Twenty days ago, the United States experienced the first case of Omicron. A week ago, NFL cognoscenti, just beginning to see the Covid testing rate increasing, were still adamant no games would be moved or postponed. Four days after that, three games were moved, culminating a week in which 160 positive tests happened. “I don’t think we could have foreseen the magnitude of that increase and how rapidly Omicron would really take over and essentially change the entire game plan,” the NFL’s medical director, Allen Sills, told me Saturday night. “There was some anticipation, but it’s a bit like preparing for a hurricane. You take all the preparations you think you can and then you wait, and then you see how it actually is … Out of the first batch that we’ve been able to test, almost all of the positives were Omicron.”
Sills is pragmatic and studious, and he’s spoken confidently about the virus in the 21 months that it’s plagued the NFL. But I could hear in his voice Saturday night that this one’s got him stumped a bit. “It’s almost like dealing with a different disease,” he said. “I think it’s going to require us to toss out our old game plan and bring a new game plan to bear because we’re dealing with a very different opponent. The most striking thing is the transmissibility and just how quickly it has spread—coming from basically being an unknown entity to now reflecting almost all the cases we’re seeing in a week’s time. It’s unprecedented.”
The league and players agreed to do something counterintuitive this week. They’re going to stop regular testing of players, and begin a “targeted” testing program, focused on players and staff who exhibit symptoms or self-report them. At first glance—and second, too—it seems the league doesn’t want to catch people who test positive for Omicron, which purportedly has been milder in nature than other variants. One club executive, defending the league’s move to cut down regular testing, said if testing was done this week, with the wildfire-type growth of the variant across the country, “250 players would test positive and would be out.”

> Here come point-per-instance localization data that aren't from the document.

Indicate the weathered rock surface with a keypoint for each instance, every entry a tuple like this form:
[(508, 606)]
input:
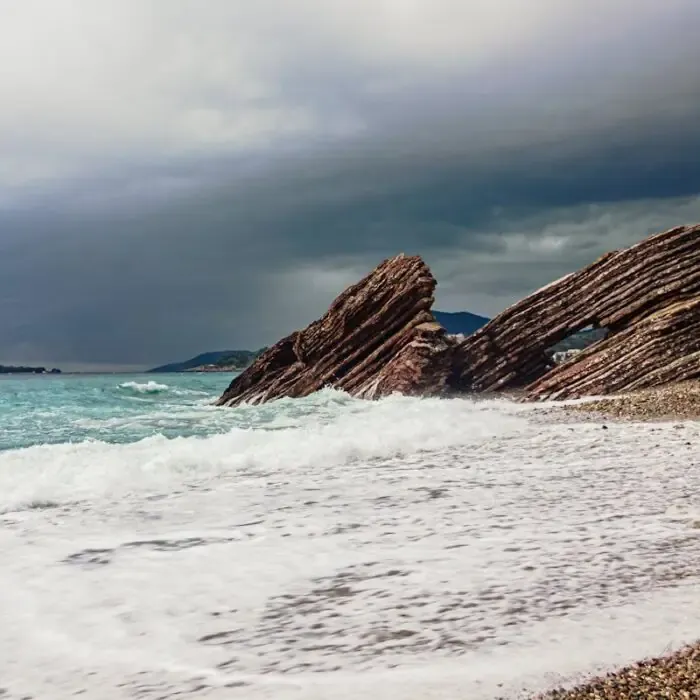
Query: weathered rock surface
[(647, 298), (378, 337)]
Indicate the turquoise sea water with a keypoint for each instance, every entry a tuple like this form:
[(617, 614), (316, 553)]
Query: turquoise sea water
[(112, 407), (155, 545)]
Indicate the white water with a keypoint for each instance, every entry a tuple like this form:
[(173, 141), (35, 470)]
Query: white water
[(410, 549)]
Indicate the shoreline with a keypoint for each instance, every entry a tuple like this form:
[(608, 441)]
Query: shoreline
[(669, 403), (673, 675)]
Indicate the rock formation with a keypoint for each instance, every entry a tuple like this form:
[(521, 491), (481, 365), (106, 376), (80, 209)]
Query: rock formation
[(378, 337), (647, 298)]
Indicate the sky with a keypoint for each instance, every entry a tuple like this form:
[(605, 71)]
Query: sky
[(178, 176)]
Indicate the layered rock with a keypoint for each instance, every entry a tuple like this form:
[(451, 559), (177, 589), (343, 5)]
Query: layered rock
[(378, 337), (635, 293), (661, 348)]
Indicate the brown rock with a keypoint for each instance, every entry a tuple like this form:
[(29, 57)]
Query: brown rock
[(635, 293), (377, 337)]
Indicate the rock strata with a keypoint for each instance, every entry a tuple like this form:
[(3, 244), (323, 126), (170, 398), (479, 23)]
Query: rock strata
[(378, 337)]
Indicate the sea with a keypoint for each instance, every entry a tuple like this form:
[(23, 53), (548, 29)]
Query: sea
[(328, 548)]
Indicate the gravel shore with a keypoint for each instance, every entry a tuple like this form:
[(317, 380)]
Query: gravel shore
[(669, 677), (672, 677), (672, 402)]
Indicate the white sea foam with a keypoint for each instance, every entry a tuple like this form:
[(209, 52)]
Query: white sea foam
[(333, 549)]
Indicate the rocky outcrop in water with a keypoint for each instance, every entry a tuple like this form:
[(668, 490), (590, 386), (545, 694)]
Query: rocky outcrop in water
[(646, 297), (378, 337)]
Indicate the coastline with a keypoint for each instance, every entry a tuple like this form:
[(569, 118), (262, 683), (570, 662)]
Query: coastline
[(676, 674), (671, 402)]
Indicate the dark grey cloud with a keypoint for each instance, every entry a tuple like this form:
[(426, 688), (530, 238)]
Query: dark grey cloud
[(254, 185)]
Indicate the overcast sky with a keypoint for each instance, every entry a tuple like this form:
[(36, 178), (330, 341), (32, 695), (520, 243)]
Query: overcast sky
[(179, 176)]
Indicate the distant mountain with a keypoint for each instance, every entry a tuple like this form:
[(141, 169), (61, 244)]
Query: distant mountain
[(4, 369), (460, 322), (219, 359)]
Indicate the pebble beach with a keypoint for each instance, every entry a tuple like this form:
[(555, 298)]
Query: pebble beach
[(673, 676)]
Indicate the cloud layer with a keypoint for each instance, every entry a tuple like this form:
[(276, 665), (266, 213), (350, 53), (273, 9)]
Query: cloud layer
[(177, 177)]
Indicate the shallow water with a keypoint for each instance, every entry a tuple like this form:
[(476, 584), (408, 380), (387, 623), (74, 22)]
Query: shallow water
[(328, 547)]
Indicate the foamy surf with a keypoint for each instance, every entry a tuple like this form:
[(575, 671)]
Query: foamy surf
[(331, 549), (149, 387)]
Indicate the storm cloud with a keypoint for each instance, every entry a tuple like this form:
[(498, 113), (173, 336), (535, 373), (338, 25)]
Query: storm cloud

“If they are positive,” I asked Sills, “shouldn’t they be out?”
“Maybe it will turn out that vaccinated players with Omicron will transmit the virus in practice or in games,” Sills said. “If so, the NFL’s got to change, fast. But so far, there’s zero indication the virus is transmitted on the field. And the vast majority of players aren’t sick at all. I still think players who aren’t feeling well will self-report. They don’t want to get their teammates sick.”
Sills said on a league conference call Saturday that what the league will do starting this week is what practicing doctors (which he is) do now. They don’t routinely test asymptomatic, well-feeling people. He said all but two of the WFT positive-testing players felt fine and had no symptoms.
But there’s so much we don’t know yet about the Omicron variant. If the transmissibility goes wild and sickens people worse than it appears this variant will, the NFL will look like a greedy business that put jamming through the schedule over potential impact on public health. Now that the lack of testing is a done deal, the NFL has to be sure it pivots the moment Omicron gets more dire than it appears now.
For now, I believe the league did the right thing Friday in pushing Raiders-Browns to Monday, and WFT-Philadelphia and Seattle-Rams to Tuesday. At the time the games were moved, the Rams, WFT and Cleveland had 83 player positives, combined, and there was (still is) no guarantee things wouldn’t get worse. Anyone angry about how “unfair” this is to football balance … take a breath. Life intrudes sometimes, the same way it did in the weird start-and-stop-and-start 2020 season. “This is what our planet, country, league, other leagues, schools, everyone, has been dealing with for a while,” Rams GM Les Snead texted to me Sunday afternoon. “This is science, in a nutshell.”
WFT coach Ron Rivera said Sunday he spent lots more time on roster-fortification than coaching during the week. “We spent hours scanning everyone’s practice squad and on the players we’d worked out since training camp,” Rivera told me. “Because we potentially had our top two quarterbacks out with Covid, it was important to find out who fit us. And Garrett Gilbert was on New England’s practice squad. He’d played for Dallas last year and we liked what we saw, and we thought he could fit our offense well. He might have to play in the ballgame Tuesday night in Philadelphia.”
Rivera might have Taylor Heinicke or Kyle Allen back if they test negative before dusk Tuesday in Philly. If they don’t, it’s your team, Garrett Gilbert.
“The last two years, this has gotten wearisome,” Rivera admitted. “Sometimes you get a ‘Now what?’ feeling. But let’s face it. It’s doesn’t look like this is going away anytime soon. We might have to take a booster every year to stay ahead of it.”
The NFL will be on trial here, now that it’s not going to test regularly. All that’s at stake is the completion of the 2021 season.